A month later I saw him again. Monsoon showers had kept most of the customers away but as the rain finally subsided the door clattered open and his face appeared from beneath a roll of dripping newspaper. He peered across the empty tables and I felt as if he had shot a flare of light over the bar. He smiled and walked up to me. ‘Your captain is not here?’
Sitting alone, I must have looked like a market trader waiting for a sale. ‘He’s not my captain, but I am expecting him.’
He gestured at the seat beside me. ‘May I keep you company until he arrives?’
‘Of course. It would be a pleasure.’ What else could I say? And the truth was easy.
He sat down next to me, too close, but I did not move away. I lit a match and he leaned forward with a cigarette in his mouth. He surveyed the room as he smoked.
‘You live a curious life, Amaterasu.’
I smiled. ‘I do? How so?’
‘All these beautiful young women stuck here with these old men. What a waste.’
I shook my head in remonstrance. ‘Our customers are attentive and generous. We are lucky to spend time with such educated,
charming gentlemen.’
He nodded, maybe in agreement. ‘I had not thought of it that way.’ He looked at my coral necklace. ‘And that Kempeitai officer is the finest of companions, I imagine?’
Was he trying to embarrass me? I lit a cigarette to steady my nerves, breathed in deep to settle my stomach. What to say of Sakamoto? I saw myself naked, the captain pouring sake laced with gold leaf over my body until my nipples were yellow beads shining in the room. I felt him lick me clean and tell me I was his chrysanthemum as he poured the chilled liquid down my spine and eased my body open. What to say of that? ‘The captain and I are friends, nothing more.’
‘And is that what you want, Amaterasu, only to be his friend?’
What a casual and cruel remark. How little he knew of the choices available to me. ‘You cannot judge what you do not understand.’
He considered this and then responded: ‘I’ve lived a privileged life, I know. But I’m not immune to how we might be forced to do things we would rather not.’
I hated that my laughter sounded bitter. ‘Money makes such compassionate judges of us.’

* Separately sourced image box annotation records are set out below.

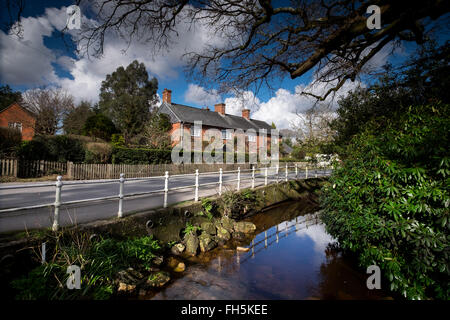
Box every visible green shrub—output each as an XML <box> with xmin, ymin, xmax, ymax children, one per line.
<box><xmin>82</xmin><ymin>113</ymin><xmax>117</xmax><ymax>141</ymax></box>
<box><xmin>84</xmin><ymin>142</ymin><xmax>112</xmax><ymax>163</ymax></box>
<box><xmin>111</xmin><ymin>133</ymin><xmax>125</xmax><ymax>147</ymax></box>
<box><xmin>112</xmin><ymin>147</ymin><xmax>172</xmax><ymax>164</ymax></box>
<box><xmin>17</xmin><ymin>135</ymin><xmax>85</xmax><ymax>162</ymax></box>
<box><xmin>321</xmin><ymin>104</ymin><xmax>450</xmax><ymax>299</ymax></box>
<box><xmin>11</xmin><ymin>234</ymin><xmax>161</xmax><ymax>300</ymax></box>
<box><xmin>220</xmin><ymin>189</ymin><xmax>261</xmax><ymax>220</ymax></box>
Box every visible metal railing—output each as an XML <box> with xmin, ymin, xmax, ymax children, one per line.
<box><xmin>0</xmin><ymin>164</ymin><xmax>329</xmax><ymax>231</ymax></box>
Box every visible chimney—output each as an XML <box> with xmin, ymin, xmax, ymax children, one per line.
<box><xmin>163</xmin><ymin>89</ymin><xmax>172</xmax><ymax>104</ymax></box>
<box><xmin>242</xmin><ymin>109</ymin><xmax>250</xmax><ymax>120</ymax></box>
<box><xmin>214</xmin><ymin>103</ymin><xmax>225</xmax><ymax>115</ymax></box>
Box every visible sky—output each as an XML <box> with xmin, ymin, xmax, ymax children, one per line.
<box><xmin>0</xmin><ymin>1</ymin><xmax>442</xmax><ymax>129</ymax></box>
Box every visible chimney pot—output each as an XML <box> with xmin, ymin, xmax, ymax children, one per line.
<box><xmin>214</xmin><ymin>103</ymin><xmax>225</xmax><ymax>115</ymax></box>
<box><xmin>242</xmin><ymin>109</ymin><xmax>250</xmax><ymax>120</ymax></box>
<box><xmin>163</xmin><ymin>89</ymin><xmax>172</xmax><ymax>104</ymax></box>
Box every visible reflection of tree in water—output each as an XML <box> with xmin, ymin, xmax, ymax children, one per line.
<box><xmin>314</xmin><ymin>242</ymin><xmax>383</xmax><ymax>300</ymax></box>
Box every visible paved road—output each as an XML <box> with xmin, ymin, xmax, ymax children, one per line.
<box><xmin>0</xmin><ymin>168</ymin><xmax>329</xmax><ymax>233</ymax></box>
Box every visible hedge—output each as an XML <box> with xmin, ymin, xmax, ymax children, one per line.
<box><xmin>17</xmin><ymin>135</ymin><xmax>85</xmax><ymax>162</ymax></box>
<box><xmin>111</xmin><ymin>147</ymin><xmax>255</xmax><ymax>164</ymax></box>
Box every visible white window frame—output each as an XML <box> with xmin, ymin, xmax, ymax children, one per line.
<box><xmin>222</xmin><ymin>129</ymin><xmax>232</xmax><ymax>140</ymax></box>
<box><xmin>247</xmin><ymin>133</ymin><xmax>256</xmax><ymax>142</ymax></box>
<box><xmin>191</xmin><ymin>126</ymin><xmax>202</xmax><ymax>137</ymax></box>
<box><xmin>8</xmin><ymin>122</ymin><xmax>22</xmax><ymax>132</ymax></box>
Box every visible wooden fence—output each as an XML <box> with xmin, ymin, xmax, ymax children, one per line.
<box><xmin>0</xmin><ymin>159</ymin><xmax>312</xmax><ymax>180</ymax></box>
<box><xmin>0</xmin><ymin>159</ymin><xmax>67</xmax><ymax>178</ymax></box>
<box><xmin>67</xmin><ymin>162</ymin><xmax>255</xmax><ymax>180</ymax></box>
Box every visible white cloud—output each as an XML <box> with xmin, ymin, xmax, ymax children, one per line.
<box><xmin>221</xmin><ymin>78</ymin><xmax>363</xmax><ymax>129</ymax></box>
<box><xmin>184</xmin><ymin>83</ymin><xmax>220</xmax><ymax>106</ymax></box>
<box><xmin>0</xmin><ymin>7</ymin><xmax>229</xmax><ymax>103</ymax></box>
<box><xmin>0</xmin><ymin>12</ymin><xmax>57</xmax><ymax>86</ymax></box>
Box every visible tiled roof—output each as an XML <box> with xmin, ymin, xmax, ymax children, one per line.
<box><xmin>159</xmin><ymin>102</ymin><xmax>272</xmax><ymax>134</ymax></box>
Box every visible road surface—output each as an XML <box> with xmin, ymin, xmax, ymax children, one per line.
<box><xmin>0</xmin><ymin>168</ymin><xmax>330</xmax><ymax>233</ymax></box>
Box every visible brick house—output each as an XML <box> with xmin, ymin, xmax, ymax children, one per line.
<box><xmin>0</xmin><ymin>102</ymin><xmax>36</xmax><ymax>140</ymax></box>
<box><xmin>158</xmin><ymin>89</ymin><xmax>281</xmax><ymax>150</ymax></box>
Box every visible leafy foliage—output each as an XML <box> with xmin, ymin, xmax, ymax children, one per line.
<box><xmin>63</xmin><ymin>101</ymin><xmax>95</xmax><ymax>135</ymax></box>
<box><xmin>330</xmin><ymin>42</ymin><xmax>450</xmax><ymax>155</ymax></box>
<box><xmin>82</xmin><ymin>113</ymin><xmax>117</xmax><ymax>141</ymax></box>
<box><xmin>17</xmin><ymin>135</ymin><xmax>85</xmax><ymax>162</ymax></box>
<box><xmin>99</xmin><ymin>60</ymin><xmax>158</xmax><ymax>144</ymax></box>
<box><xmin>221</xmin><ymin>189</ymin><xmax>261</xmax><ymax>220</ymax></box>
<box><xmin>0</xmin><ymin>127</ymin><xmax>22</xmax><ymax>157</ymax></box>
<box><xmin>322</xmin><ymin>104</ymin><xmax>450</xmax><ymax>299</ymax></box>
<box><xmin>112</xmin><ymin>147</ymin><xmax>172</xmax><ymax>164</ymax></box>
<box><xmin>11</xmin><ymin>234</ymin><xmax>161</xmax><ymax>300</ymax></box>
<box><xmin>202</xmin><ymin>198</ymin><xmax>218</xmax><ymax>220</ymax></box>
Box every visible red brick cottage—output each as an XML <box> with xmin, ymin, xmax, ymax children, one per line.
<box><xmin>0</xmin><ymin>102</ymin><xmax>36</xmax><ymax>140</ymax></box>
<box><xmin>159</xmin><ymin>89</ymin><xmax>281</xmax><ymax>150</ymax></box>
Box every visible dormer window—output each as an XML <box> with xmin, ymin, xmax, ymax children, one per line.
<box><xmin>191</xmin><ymin>127</ymin><xmax>202</xmax><ymax>137</ymax></box>
<box><xmin>8</xmin><ymin>122</ymin><xmax>22</xmax><ymax>132</ymax></box>
<box><xmin>222</xmin><ymin>130</ymin><xmax>231</xmax><ymax>140</ymax></box>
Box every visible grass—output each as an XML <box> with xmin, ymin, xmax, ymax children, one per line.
<box><xmin>11</xmin><ymin>233</ymin><xmax>161</xmax><ymax>300</ymax></box>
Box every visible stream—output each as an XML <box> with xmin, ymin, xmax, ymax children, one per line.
<box><xmin>140</xmin><ymin>202</ymin><xmax>391</xmax><ymax>300</ymax></box>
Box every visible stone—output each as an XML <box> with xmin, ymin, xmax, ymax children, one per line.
<box><xmin>184</xmin><ymin>233</ymin><xmax>199</xmax><ymax>256</ymax></box>
<box><xmin>170</xmin><ymin>243</ymin><xmax>186</xmax><ymax>256</ymax></box>
<box><xmin>233</xmin><ymin>231</ymin><xmax>246</xmax><ymax>240</ymax></box>
<box><xmin>145</xmin><ymin>271</ymin><xmax>170</xmax><ymax>288</ymax></box>
<box><xmin>217</xmin><ymin>226</ymin><xmax>231</xmax><ymax>241</ymax></box>
<box><xmin>220</xmin><ymin>216</ymin><xmax>235</xmax><ymax>233</ymax></box>
<box><xmin>139</xmin><ymin>289</ymin><xmax>147</xmax><ymax>297</ymax></box>
<box><xmin>234</xmin><ymin>221</ymin><xmax>256</xmax><ymax>233</ymax></box>
<box><xmin>198</xmin><ymin>232</ymin><xmax>217</xmax><ymax>252</ymax></box>
<box><xmin>115</xmin><ymin>268</ymin><xmax>144</xmax><ymax>293</ymax></box>
<box><xmin>200</xmin><ymin>222</ymin><xmax>216</xmax><ymax>236</ymax></box>
<box><xmin>167</xmin><ymin>257</ymin><xmax>186</xmax><ymax>272</ymax></box>
<box><xmin>236</xmin><ymin>247</ymin><xmax>250</xmax><ymax>252</ymax></box>
<box><xmin>152</xmin><ymin>256</ymin><xmax>164</xmax><ymax>266</ymax></box>
<box><xmin>173</xmin><ymin>262</ymin><xmax>186</xmax><ymax>272</ymax></box>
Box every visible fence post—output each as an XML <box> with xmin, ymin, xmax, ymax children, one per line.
<box><xmin>163</xmin><ymin>171</ymin><xmax>169</xmax><ymax>208</ymax></box>
<box><xmin>67</xmin><ymin>161</ymin><xmax>73</xmax><ymax>180</ymax></box>
<box><xmin>13</xmin><ymin>159</ymin><xmax>19</xmax><ymax>178</ymax></box>
<box><xmin>194</xmin><ymin>169</ymin><xmax>198</xmax><ymax>201</ymax></box>
<box><xmin>236</xmin><ymin>167</ymin><xmax>241</xmax><ymax>191</ymax></box>
<box><xmin>52</xmin><ymin>176</ymin><xmax>63</xmax><ymax>231</ymax></box>
<box><xmin>219</xmin><ymin>168</ymin><xmax>222</xmax><ymax>196</ymax></box>
<box><xmin>264</xmin><ymin>167</ymin><xmax>267</xmax><ymax>186</ymax></box>
<box><xmin>117</xmin><ymin>173</ymin><xmax>125</xmax><ymax>218</ymax></box>
<box><xmin>252</xmin><ymin>166</ymin><xmax>255</xmax><ymax>189</ymax></box>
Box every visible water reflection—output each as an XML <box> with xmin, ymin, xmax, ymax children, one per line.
<box><xmin>146</xmin><ymin>203</ymin><xmax>385</xmax><ymax>300</ymax></box>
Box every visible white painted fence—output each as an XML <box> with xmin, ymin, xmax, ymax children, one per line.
<box><xmin>0</xmin><ymin>163</ymin><xmax>328</xmax><ymax>231</ymax></box>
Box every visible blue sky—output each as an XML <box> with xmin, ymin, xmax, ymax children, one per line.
<box><xmin>0</xmin><ymin>0</ymin><xmax>446</xmax><ymax>128</ymax></box>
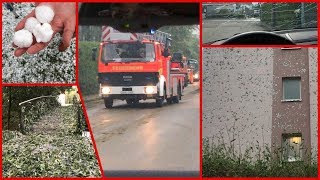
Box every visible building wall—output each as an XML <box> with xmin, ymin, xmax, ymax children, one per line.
<box><xmin>202</xmin><ymin>48</ymin><xmax>273</xmax><ymax>152</ymax></box>
<box><xmin>202</xmin><ymin>48</ymin><xmax>317</xmax><ymax>159</ymax></box>
<box><xmin>272</xmin><ymin>48</ymin><xmax>311</xmax><ymax>159</ymax></box>
<box><xmin>309</xmin><ymin>48</ymin><xmax>318</xmax><ymax>160</ymax></box>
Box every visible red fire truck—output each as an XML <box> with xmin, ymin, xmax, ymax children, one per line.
<box><xmin>98</xmin><ymin>27</ymin><xmax>185</xmax><ymax>108</ymax></box>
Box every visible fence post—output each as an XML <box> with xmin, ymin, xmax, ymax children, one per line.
<box><xmin>19</xmin><ymin>106</ymin><xmax>25</xmax><ymax>134</ymax></box>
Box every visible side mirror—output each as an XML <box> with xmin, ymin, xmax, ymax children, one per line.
<box><xmin>91</xmin><ymin>48</ymin><xmax>97</xmax><ymax>61</ymax></box>
<box><xmin>162</xmin><ymin>48</ymin><xmax>170</xmax><ymax>57</ymax></box>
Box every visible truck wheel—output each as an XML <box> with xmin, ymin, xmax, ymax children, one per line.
<box><xmin>172</xmin><ymin>83</ymin><xmax>181</xmax><ymax>104</ymax></box>
<box><xmin>156</xmin><ymin>87</ymin><xmax>167</xmax><ymax>107</ymax></box>
<box><xmin>126</xmin><ymin>99</ymin><xmax>139</xmax><ymax>105</ymax></box>
<box><xmin>104</xmin><ymin>98</ymin><xmax>113</xmax><ymax>108</ymax></box>
<box><xmin>126</xmin><ymin>99</ymin><xmax>133</xmax><ymax>105</ymax></box>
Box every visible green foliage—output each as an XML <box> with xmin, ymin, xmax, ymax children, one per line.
<box><xmin>202</xmin><ymin>138</ymin><xmax>318</xmax><ymax>177</ymax></box>
<box><xmin>2</xmin><ymin>86</ymin><xmax>70</xmax><ymax>130</ymax></box>
<box><xmin>2</xmin><ymin>105</ymin><xmax>101</xmax><ymax>177</ymax></box>
<box><xmin>159</xmin><ymin>26</ymin><xmax>199</xmax><ymax>59</ymax></box>
<box><xmin>2</xmin><ymin>132</ymin><xmax>100</xmax><ymax>177</ymax></box>
<box><xmin>79</xmin><ymin>41</ymin><xmax>99</xmax><ymax>95</ymax></box>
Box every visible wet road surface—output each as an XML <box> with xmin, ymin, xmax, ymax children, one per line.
<box><xmin>86</xmin><ymin>82</ymin><xmax>200</xmax><ymax>171</ymax></box>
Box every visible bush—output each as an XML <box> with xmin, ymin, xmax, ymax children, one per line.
<box><xmin>79</xmin><ymin>41</ymin><xmax>99</xmax><ymax>95</ymax></box>
<box><xmin>2</xmin><ymin>132</ymin><xmax>101</xmax><ymax>177</ymax></box>
<box><xmin>202</xmin><ymin>138</ymin><xmax>318</xmax><ymax>177</ymax></box>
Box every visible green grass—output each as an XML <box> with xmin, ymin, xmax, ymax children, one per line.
<box><xmin>79</xmin><ymin>41</ymin><xmax>99</xmax><ymax>95</ymax></box>
<box><xmin>2</xmin><ymin>106</ymin><xmax>101</xmax><ymax>177</ymax></box>
<box><xmin>202</xmin><ymin>139</ymin><xmax>318</xmax><ymax>177</ymax></box>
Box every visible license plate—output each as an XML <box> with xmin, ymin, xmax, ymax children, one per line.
<box><xmin>120</xmin><ymin>91</ymin><xmax>133</xmax><ymax>94</ymax></box>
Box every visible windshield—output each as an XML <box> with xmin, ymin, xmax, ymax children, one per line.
<box><xmin>102</xmin><ymin>42</ymin><xmax>155</xmax><ymax>63</ymax></box>
<box><xmin>189</xmin><ymin>60</ymin><xmax>199</xmax><ymax>72</ymax></box>
<box><xmin>202</xmin><ymin>2</ymin><xmax>317</xmax><ymax>43</ymax></box>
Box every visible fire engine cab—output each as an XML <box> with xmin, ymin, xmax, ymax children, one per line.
<box><xmin>98</xmin><ymin>27</ymin><xmax>185</xmax><ymax>108</ymax></box>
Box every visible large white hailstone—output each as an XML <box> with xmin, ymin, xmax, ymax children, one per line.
<box><xmin>13</xmin><ymin>29</ymin><xmax>33</xmax><ymax>48</ymax></box>
<box><xmin>24</xmin><ymin>17</ymin><xmax>40</xmax><ymax>32</ymax></box>
<box><xmin>35</xmin><ymin>5</ymin><xmax>54</xmax><ymax>23</ymax></box>
<box><xmin>32</xmin><ymin>23</ymin><xmax>53</xmax><ymax>43</ymax></box>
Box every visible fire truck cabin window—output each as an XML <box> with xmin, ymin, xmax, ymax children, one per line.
<box><xmin>282</xmin><ymin>77</ymin><xmax>301</xmax><ymax>101</ymax></box>
<box><xmin>283</xmin><ymin>134</ymin><xmax>303</xmax><ymax>162</ymax></box>
<box><xmin>102</xmin><ymin>42</ymin><xmax>155</xmax><ymax>63</ymax></box>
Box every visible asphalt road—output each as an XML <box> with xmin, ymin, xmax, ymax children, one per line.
<box><xmin>86</xmin><ymin>82</ymin><xmax>200</xmax><ymax>171</ymax></box>
<box><xmin>202</xmin><ymin>18</ymin><xmax>265</xmax><ymax>43</ymax></box>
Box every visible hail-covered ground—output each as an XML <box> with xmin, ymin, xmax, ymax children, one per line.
<box><xmin>2</xmin><ymin>3</ymin><xmax>76</xmax><ymax>83</ymax></box>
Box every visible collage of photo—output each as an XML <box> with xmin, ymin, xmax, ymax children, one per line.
<box><xmin>0</xmin><ymin>0</ymin><xmax>319</xmax><ymax>179</ymax></box>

‘Forgive me, Amaterasu. I may be young but I do realise this is a job for you, nothing more. How you must tire of our company while you indulge our poor jokes and tickle our fragile egos.’ He picked a stray shred of tobacco from his lip and I found myself wondering again what it would be like to kiss that mouth. ‘If you get the opportunity, will you leave all this eventually?’